In week 7 team A decides to continue in the second leg after an unexpected win, striving towards top rank in the second division of leg 2, and team B faces their last opponent. Even though Team B’s opponents map of choice correspond with that of team B, they believe their previous successes on this map is enough reason to choose it. The management of team B quickly analyses their competition, and agree that even though the other team also has a full record of wins, they (team B) still has a better chance of winning. They communicate the need to give their best to their players, and remind them of the advance if they win. As motivation they mention team B’s ability to beat the rival team just before the game, and in all cases things are looking like they should. The game results in a close loss for team B and their opponents end up advancing to the premier division. Team B is devastated by their loss, and disbands shortly afterwards. Their senior members end up joining various premier clans as junior players and reserves for leg 2.

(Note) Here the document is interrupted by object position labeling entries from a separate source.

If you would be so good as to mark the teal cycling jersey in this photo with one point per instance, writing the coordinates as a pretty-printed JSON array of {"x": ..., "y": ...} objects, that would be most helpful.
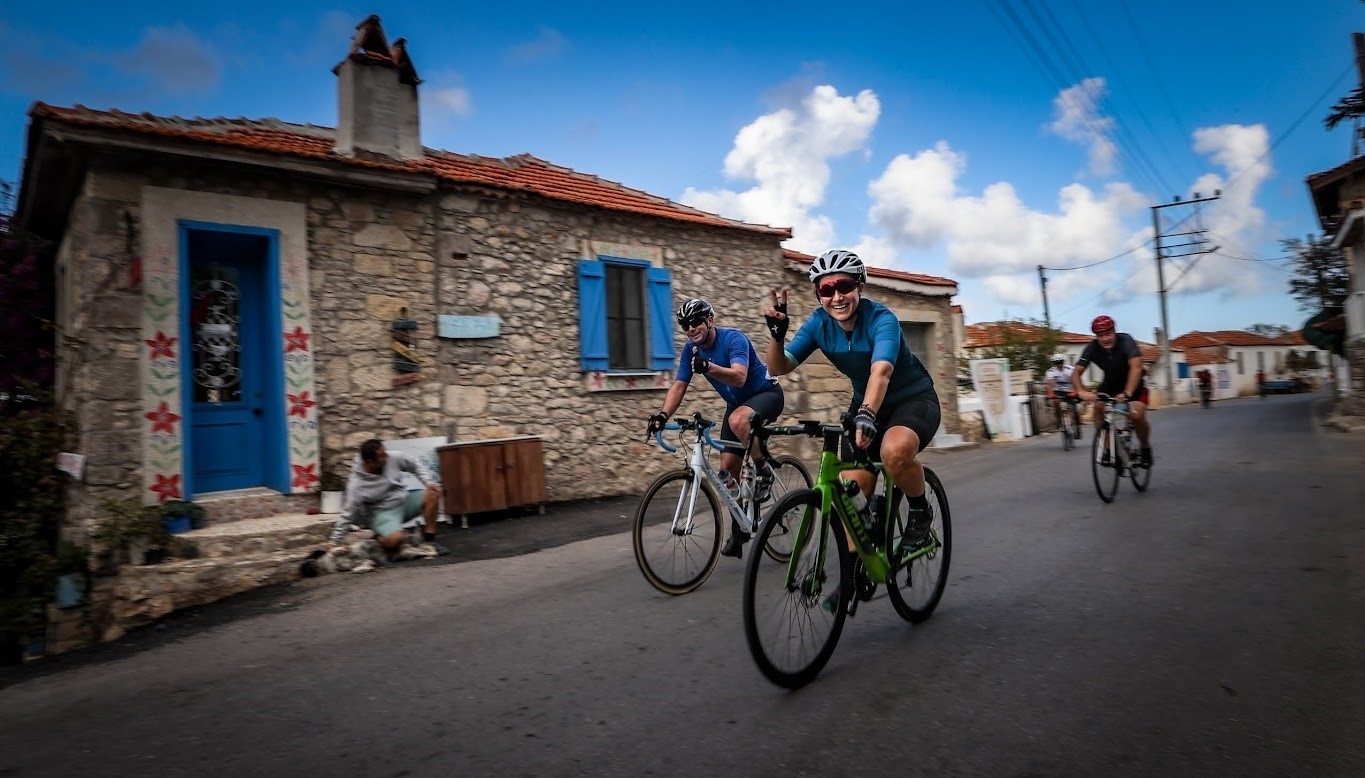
[{"x": 875, "y": 337}]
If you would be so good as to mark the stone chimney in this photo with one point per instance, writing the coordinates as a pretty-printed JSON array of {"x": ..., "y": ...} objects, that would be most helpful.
[{"x": 377, "y": 97}]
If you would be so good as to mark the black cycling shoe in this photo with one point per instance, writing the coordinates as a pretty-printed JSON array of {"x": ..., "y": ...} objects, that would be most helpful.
[{"x": 735, "y": 546}]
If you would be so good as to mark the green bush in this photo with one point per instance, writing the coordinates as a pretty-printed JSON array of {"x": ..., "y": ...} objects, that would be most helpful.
[{"x": 30, "y": 516}]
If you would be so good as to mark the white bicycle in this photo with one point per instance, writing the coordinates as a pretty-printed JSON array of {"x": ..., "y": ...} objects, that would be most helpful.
[{"x": 680, "y": 524}]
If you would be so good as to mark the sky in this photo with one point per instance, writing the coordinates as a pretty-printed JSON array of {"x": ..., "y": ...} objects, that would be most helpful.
[{"x": 973, "y": 139}]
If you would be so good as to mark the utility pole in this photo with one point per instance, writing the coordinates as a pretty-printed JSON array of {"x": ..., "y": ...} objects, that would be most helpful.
[
  {"x": 1160, "y": 276},
  {"x": 1047, "y": 320}
]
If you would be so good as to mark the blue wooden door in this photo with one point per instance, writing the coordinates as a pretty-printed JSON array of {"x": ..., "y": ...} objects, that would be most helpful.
[{"x": 227, "y": 359}]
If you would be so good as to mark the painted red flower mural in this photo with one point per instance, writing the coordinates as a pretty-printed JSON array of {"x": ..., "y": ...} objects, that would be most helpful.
[
  {"x": 161, "y": 346},
  {"x": 163, "y": 421},
  {"x": 167, "y": 487},
  {"x": 299, "y": 404},
  {"x": 296, "y": 340},
  {"x": 305, "y": 475}
]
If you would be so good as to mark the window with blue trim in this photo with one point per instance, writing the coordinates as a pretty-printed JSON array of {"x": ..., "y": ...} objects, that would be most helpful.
[{"x": 625, "y": 317}]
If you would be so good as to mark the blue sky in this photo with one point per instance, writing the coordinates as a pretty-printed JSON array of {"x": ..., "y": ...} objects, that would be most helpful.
[{"x": 972, "y": 139}]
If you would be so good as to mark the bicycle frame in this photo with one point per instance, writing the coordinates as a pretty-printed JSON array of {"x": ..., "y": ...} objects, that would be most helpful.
[
  {"x": 834, "y": 498},
  {"x": 744, "y": 515}
]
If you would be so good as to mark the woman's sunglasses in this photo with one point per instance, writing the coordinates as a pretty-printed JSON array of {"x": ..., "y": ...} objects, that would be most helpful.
[{"x": 842, "y": 285}]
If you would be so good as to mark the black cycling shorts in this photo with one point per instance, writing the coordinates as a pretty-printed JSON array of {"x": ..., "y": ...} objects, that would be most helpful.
[
  {"x": 767, "y": 403},
  {"x": 920, "y": 414}
]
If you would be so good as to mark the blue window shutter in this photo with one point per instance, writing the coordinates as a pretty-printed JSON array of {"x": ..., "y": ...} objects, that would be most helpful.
[
  {"x": 593, "y": 350},
  {"x": 661, "y": 318}
]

To conclude, we see that many psychological elements come to play before and after a match, some of which adversely affect players during the actual match, and so the resulting score and fate of the clan in question. To further complicate things, the results of each match contributes to the already saturated amount of elements, making it increasingly difficult to have a clear perspective of home clan standing in comparison to potential competition. These factors then explain the challenge we face every week of devising a accurate strategy in-game, not to mention out-game, making it ever more important to understand division psychology.
The first leg was a good learning ground for everyone, both in-game and out, the lessons of which I hope will be applied in the following leg. I for one learned a great deal during the past few months, and have been through what I discussed. I think it’s important for clan leaders to understand that this is a sport, and so there is some theory to take into account before rushing in. Thus this article is not intended to define ‘division psychology’, or to limit the ‘science’ thereof, but rather to suggest what it may become in the next season of gaming, and aspire you to look at your clan’s stance from an outside perspective.
Good luck in the next leg of DGL, and may the odds be ever in your favor.